„Die Verbindungen bestehen auch heute noch“
Der Historiker Bernd Rill über die Beziehungen zwischen Bayern und Böhmen und seine eigenen Wurzeln.
„Nach dem bayerischen Landeshistoriker Max Spindler sind die Bajuwaren im 5. und 6. Jahrhundert allmählich von Böhmen her in Bayern eingewandert. Es waren Germanen mit Beimischungen dabei, es könnten auch versprengte allerletzte Hunnen gewesen sein. Das war ein allmählicher Stammesbildungsprozess. Und einer der Faktoren, die zur Stammesbildung beigetragen haben, war die Wanderung der Germanen von Böhmen ins Donauland. Es ist aber nur eines der Elemente beim Stammesbildungsprozess der Bajuwaren.“
Gibt es bestimmte geistliche Verbindungen zwischen Bayern und Böhmen seit dem Mittelalter?

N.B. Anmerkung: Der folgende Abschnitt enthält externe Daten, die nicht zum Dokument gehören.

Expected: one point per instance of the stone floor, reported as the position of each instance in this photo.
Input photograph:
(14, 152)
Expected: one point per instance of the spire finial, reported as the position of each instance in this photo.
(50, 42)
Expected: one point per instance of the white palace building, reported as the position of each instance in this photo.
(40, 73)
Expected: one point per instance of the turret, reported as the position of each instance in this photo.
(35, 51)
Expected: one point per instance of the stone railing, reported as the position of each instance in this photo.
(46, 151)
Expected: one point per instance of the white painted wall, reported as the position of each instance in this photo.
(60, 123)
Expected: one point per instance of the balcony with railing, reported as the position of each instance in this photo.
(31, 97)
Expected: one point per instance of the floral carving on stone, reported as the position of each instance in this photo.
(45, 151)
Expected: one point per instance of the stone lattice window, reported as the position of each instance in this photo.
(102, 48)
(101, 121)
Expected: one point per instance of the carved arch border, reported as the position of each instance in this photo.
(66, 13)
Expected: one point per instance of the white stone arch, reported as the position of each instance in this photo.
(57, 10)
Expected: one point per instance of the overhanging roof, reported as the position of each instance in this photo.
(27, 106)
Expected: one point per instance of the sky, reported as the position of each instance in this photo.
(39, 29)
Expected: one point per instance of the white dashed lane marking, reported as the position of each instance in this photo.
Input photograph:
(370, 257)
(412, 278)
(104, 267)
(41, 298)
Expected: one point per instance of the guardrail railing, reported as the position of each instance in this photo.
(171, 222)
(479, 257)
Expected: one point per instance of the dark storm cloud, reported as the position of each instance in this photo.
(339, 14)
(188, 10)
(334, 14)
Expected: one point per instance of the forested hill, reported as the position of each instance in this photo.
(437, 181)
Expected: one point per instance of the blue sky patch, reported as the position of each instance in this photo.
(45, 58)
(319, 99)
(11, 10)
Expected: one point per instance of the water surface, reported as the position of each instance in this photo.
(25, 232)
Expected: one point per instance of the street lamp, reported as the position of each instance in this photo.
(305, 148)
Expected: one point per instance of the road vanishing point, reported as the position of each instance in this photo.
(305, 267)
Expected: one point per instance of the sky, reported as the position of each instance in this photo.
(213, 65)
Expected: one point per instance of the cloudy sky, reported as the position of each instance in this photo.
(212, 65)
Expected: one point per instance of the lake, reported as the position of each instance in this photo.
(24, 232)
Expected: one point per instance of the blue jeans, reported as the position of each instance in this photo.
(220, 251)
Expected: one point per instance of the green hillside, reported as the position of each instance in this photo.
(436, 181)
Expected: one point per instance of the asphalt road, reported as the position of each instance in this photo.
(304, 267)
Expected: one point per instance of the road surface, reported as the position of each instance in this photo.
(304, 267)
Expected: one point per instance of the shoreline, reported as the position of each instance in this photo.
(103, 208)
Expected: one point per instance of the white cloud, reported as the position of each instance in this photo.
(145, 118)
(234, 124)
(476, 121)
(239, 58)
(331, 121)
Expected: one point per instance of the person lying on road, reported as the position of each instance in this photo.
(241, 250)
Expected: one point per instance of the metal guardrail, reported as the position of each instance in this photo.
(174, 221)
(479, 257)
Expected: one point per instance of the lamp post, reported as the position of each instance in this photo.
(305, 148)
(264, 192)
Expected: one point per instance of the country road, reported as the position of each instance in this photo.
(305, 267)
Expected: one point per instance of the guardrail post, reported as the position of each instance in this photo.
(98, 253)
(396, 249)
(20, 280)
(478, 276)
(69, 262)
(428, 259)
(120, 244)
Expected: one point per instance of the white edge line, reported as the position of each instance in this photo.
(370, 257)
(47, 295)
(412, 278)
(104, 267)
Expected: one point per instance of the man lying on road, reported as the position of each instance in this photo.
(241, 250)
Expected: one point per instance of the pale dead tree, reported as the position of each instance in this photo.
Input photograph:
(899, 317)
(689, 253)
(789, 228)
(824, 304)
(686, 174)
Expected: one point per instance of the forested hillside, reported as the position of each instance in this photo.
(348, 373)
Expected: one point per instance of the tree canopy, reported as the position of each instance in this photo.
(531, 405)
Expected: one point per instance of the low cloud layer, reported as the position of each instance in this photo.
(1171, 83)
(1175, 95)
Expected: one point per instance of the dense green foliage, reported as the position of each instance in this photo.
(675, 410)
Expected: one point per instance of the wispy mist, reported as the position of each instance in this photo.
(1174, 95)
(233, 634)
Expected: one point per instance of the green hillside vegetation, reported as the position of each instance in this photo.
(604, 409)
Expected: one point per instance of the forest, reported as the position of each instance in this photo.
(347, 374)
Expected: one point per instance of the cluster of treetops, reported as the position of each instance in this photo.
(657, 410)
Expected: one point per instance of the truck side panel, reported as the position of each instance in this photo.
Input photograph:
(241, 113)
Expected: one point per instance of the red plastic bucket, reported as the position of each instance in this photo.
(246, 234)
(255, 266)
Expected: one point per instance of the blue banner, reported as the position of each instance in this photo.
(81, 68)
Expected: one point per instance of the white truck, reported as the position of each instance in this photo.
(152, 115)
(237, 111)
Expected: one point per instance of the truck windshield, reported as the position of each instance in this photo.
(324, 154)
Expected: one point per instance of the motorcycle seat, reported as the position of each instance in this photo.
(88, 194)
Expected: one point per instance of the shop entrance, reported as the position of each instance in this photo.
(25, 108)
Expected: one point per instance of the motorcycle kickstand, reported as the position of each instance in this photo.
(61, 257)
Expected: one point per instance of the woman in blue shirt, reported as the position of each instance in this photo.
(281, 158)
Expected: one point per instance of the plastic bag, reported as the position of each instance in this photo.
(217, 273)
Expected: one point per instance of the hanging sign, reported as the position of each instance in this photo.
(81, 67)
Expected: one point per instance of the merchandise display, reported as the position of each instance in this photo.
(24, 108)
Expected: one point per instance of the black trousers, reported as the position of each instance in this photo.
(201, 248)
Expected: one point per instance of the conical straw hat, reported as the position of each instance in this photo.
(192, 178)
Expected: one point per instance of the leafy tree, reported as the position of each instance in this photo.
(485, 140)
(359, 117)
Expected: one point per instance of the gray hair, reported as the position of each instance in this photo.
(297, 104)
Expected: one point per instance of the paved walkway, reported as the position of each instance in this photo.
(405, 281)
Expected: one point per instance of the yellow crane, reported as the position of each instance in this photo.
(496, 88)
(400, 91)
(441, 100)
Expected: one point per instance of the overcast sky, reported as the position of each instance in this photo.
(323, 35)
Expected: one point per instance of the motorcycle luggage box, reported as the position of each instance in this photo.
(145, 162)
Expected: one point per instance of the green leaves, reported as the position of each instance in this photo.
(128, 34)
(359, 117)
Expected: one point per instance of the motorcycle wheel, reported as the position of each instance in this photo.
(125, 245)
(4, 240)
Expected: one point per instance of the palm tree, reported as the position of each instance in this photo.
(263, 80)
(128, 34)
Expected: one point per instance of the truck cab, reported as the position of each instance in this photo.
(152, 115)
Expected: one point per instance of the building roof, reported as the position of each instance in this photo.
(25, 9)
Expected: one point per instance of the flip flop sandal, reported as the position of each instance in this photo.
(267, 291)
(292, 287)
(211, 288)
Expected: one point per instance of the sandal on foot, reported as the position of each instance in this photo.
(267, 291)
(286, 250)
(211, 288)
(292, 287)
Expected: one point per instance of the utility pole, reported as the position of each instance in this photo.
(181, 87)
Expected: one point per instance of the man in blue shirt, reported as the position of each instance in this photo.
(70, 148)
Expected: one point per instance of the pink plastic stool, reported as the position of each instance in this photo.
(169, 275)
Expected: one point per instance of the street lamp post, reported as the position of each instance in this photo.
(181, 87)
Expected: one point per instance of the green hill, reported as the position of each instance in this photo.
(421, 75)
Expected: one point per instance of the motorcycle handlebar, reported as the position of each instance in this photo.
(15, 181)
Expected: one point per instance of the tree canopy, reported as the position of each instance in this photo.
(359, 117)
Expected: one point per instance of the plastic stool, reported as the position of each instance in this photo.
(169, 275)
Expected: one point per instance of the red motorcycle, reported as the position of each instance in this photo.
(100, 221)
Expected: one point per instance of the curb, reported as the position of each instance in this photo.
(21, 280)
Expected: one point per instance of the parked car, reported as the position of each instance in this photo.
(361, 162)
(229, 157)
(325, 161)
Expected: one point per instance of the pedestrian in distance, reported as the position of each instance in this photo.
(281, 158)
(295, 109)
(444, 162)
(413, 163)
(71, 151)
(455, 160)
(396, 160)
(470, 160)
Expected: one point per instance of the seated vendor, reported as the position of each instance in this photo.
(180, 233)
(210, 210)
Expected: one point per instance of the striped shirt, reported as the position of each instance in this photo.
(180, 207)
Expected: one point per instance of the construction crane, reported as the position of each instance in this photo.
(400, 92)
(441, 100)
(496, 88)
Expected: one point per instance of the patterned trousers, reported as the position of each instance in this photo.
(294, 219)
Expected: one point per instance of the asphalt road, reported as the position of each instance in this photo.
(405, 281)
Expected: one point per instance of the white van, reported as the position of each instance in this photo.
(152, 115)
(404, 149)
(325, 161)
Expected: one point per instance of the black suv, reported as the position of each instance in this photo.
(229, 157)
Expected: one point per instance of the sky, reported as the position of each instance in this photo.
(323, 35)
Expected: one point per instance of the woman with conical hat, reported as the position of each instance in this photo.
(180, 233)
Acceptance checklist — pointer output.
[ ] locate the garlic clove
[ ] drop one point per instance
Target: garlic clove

„Ja, die gibt es sicherlich. Mit der deutschen Einwanderung sind im Mittelalter auch Bayern nach Böhmen gekommen, da war auch geistliches Personal dabei. Verschiedene Klostergründungen sind – sehr vereinfacht gesagt – durch bayerische Kleriker vermittelt worden, und die ersten Mönche im Kloster stammten manchmal aus Bayern. Diese Verbindungen bestehen auch heute noch. Es gibt beispielsweise gemeinsame bayerisch-tschechische Böhmerwald-Wallfahrten. Diese Verbindungen sind nicht abgerissen.“Hat die in Böhmen entstandene hussitische Bewegung im 15. Jahrhundert auch das Geschehen in Bayern beeinflusst?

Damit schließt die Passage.